On 8/7/13 6:13 PM, Chris Karlof wrote:

> In general, queue sync as described doesn't maintain much history for
> merging.

Yeah, I think there's a spectrum in which the more history we retain,
the better job of merging we can do. But I'm not convinced it's worth
storing a whole lot. We have to be able to handle the no-shared-history
initial merge anyways, so if things get too far out-of-sync, we can
always fall back on that.

Having the server do collection-wide compare-and-swap gives us a linear
central history. Putting integer labels on this history (and assuming
the server never rolls back) lets clients tell when they can
fast-forward and when they need to rebase, but doesn't let them
re-create the common ancestor (unless they remember it themselves, with
a shadow copy or reverse-deltas or something). If the server rolls back
and then doesn't move forward past the client's revision number, we can
detect it, but if the server moves past that point, we couldn't tell
that we've lost a change.

That's probably enough. The next steps up the spectrum would be:

* Label history with integer+nonce. That marginally improves server
  rollback detection (if client_rev_number == server_rev_number, but the
  nonces don't match: rollback).
* Add a parent-revision field to each change. That adds a tiny bit more
  rollback detection.
* Retain N previous changes: more rollback detection, enable clients to
  (sometimes) fetch the common ancestor, and rebase one-change-at-a-time
  instead of trying the whole delta.
* Retain all previous changes (full Git model).

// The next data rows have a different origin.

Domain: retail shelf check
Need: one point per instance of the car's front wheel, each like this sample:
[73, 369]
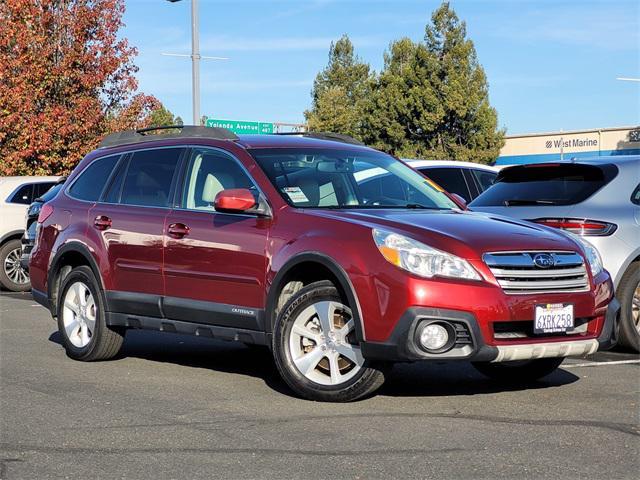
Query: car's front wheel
[12, 276]
[628, 293]
[81, 318]
[316, 350]
[521, 371]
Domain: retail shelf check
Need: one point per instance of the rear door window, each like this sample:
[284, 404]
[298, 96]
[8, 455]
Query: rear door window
[89, 185]
[556, 184]
[149, 177]
[451, 179]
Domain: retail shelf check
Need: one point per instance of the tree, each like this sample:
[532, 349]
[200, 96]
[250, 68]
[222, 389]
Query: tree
[66, 80]
[339, 92]
[465, 124]
[403, 107]
[430, 100]
[162, 117]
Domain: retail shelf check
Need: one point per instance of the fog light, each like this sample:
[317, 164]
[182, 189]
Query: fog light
[434, 336]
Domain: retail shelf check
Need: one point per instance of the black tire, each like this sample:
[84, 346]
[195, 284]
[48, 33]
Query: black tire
[629, 335]
[367, 380]
[105, 343]
[519, 371]
[5, 281]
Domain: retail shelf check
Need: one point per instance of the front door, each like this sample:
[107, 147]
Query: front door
[131, 218]
[215, 263]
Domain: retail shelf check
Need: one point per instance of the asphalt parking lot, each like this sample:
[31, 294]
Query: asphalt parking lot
[184, 407]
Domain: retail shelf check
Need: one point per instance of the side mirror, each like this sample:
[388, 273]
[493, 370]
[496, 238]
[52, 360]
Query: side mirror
[459, 200]
[240, 200]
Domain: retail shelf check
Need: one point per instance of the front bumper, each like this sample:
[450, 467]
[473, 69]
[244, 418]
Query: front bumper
[401, 345]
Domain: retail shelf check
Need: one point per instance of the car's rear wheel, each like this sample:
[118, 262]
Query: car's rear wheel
[316, 350]
[81, 318]
[519, 371]
[12, 276]
[628, 294]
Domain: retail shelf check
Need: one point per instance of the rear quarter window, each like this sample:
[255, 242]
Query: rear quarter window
[23, 195]
[546, 185]
[90, 183]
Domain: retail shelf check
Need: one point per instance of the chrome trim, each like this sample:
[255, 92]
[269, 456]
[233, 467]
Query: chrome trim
[517, 273]
[509, 353]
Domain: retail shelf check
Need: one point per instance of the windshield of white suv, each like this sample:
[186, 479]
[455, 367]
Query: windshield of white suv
[330, 178]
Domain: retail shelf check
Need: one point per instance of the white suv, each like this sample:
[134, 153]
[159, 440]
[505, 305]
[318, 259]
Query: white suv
[16, 193]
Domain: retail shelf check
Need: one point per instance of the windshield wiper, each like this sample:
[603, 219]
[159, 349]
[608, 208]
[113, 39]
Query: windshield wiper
[517, 202]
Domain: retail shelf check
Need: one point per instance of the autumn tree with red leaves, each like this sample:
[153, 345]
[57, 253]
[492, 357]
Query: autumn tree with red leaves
[66, 80]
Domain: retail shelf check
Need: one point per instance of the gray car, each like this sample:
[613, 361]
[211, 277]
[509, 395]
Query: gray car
[597, 198]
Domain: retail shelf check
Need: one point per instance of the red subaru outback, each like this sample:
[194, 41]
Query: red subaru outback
[338, 257]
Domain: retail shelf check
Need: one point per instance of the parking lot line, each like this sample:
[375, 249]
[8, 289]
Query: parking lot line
[599, 364]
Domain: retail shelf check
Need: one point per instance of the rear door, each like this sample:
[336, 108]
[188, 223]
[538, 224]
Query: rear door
[215, 263]
[130, 218]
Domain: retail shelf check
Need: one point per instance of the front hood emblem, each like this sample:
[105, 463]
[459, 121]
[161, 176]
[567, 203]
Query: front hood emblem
[544, 260]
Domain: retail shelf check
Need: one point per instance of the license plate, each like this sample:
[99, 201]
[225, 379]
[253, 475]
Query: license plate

Enables perfect rollback
  detection, always finding the common ancestor (if there is one).

But right now, I'm thinking that the cheapest/good-enough-est answer is
to go with integer revision IDs, some kind of manual server-side
rollback announcement (if we lose a datacenter and must recover from
backups, we set a flag on each account that says "hey clients, do a full
re-sync"), and if the client falls too far behind, we resync.